In the Styling menu that appears under ‘Color by’ click green to color carbon atoms of the crystallographic ligand green.
Click outside of the Styling menu to close it.
Click on the first molecule under ‘Gigadock Pose Clustered Hit List’

Click on the first molecule of the hit list to see it in the context of the active site in the 3D view. The next or previous molecule can be viewed using the up/down arrows.

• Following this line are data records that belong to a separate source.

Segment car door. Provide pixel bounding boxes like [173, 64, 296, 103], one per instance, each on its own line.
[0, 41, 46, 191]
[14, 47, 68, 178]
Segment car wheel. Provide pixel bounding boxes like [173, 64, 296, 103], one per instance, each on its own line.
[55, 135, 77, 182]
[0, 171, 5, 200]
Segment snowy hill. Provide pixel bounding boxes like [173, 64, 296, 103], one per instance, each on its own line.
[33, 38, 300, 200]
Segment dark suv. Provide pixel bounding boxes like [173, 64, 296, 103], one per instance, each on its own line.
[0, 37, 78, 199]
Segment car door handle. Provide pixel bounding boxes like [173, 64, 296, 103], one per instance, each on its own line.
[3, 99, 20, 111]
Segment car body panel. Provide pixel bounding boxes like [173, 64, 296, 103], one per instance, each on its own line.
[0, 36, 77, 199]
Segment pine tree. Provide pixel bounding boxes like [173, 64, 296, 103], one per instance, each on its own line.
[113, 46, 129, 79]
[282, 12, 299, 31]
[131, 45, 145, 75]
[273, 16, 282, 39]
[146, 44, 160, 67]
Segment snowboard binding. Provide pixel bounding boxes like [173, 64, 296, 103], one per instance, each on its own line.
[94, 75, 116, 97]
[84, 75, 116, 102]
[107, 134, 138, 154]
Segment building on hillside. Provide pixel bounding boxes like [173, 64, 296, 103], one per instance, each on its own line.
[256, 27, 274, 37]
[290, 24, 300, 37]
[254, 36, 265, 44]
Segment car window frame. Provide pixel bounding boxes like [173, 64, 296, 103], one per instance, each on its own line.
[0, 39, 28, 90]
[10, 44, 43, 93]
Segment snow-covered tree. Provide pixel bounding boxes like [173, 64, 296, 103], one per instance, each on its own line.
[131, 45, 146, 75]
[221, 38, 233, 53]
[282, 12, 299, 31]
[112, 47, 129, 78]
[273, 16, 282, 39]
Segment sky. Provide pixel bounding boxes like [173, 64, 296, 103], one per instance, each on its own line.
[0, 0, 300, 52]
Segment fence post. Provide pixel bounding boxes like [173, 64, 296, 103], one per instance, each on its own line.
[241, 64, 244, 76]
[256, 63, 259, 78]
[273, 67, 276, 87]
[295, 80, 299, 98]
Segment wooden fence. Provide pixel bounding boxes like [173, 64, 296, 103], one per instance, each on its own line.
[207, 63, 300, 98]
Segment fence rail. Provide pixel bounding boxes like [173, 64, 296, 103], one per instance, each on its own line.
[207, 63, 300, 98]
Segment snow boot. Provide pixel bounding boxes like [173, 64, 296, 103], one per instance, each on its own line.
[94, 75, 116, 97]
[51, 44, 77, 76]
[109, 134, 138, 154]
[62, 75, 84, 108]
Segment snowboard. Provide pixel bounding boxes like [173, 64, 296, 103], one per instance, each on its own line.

Any interesting molecules can be pinned using the space bar, and will appear in the top left list that was set to show ‘Pinned Molecules’. The pinned molecules can be saved using the save button in lower left of ‘Pinned Molecules’ pane.

View Pose Cluster Heads Only

Click the ‘Filters’ button in the upper left to open the filtering down menu.
Clear any existing filter by clicking on the x to the right of each existing filter in the opened drop down menu
In ‘New Filter From’ select ‘Pose Cluster Tanimoto’
Choose 1.0 as the minimum value for ‘Pose Cluster Tanimoto’

Only the cluster heads will now be visible in the 3D window

View Top 5 Scoring of Each Cluster Only

Click the ‘Filters’ button in the upper left to open the filtering down menu.
Clear any existing filter by clicking on the x to the right of each existing filter in the opened drop down menu
In ‘New Filter From’ select ‘Pose Cluster Rank’
Choose 5 as the maximum value for ‘Pose Cluster Rank’

Only the top 5 scoring poses in each cluster will now be visible in the 3D window

View One Pose Cluster Only

Click the ‘Filters’ button in the upper left to open the filtering down menu.
Clear any existing filter by clicking on the x to the right of each existing filter in the opened drop down menu
In ‘New Filter From’ select ‘Pose Cluster ID’
Choose 10 as the maximum and minimum value for ‘Pose Cluster ID’

Only poses from cluster 10 will now be visible.

Note

The choice of cluster 10 is arbitrary. This filter can be applied with any cluster ID.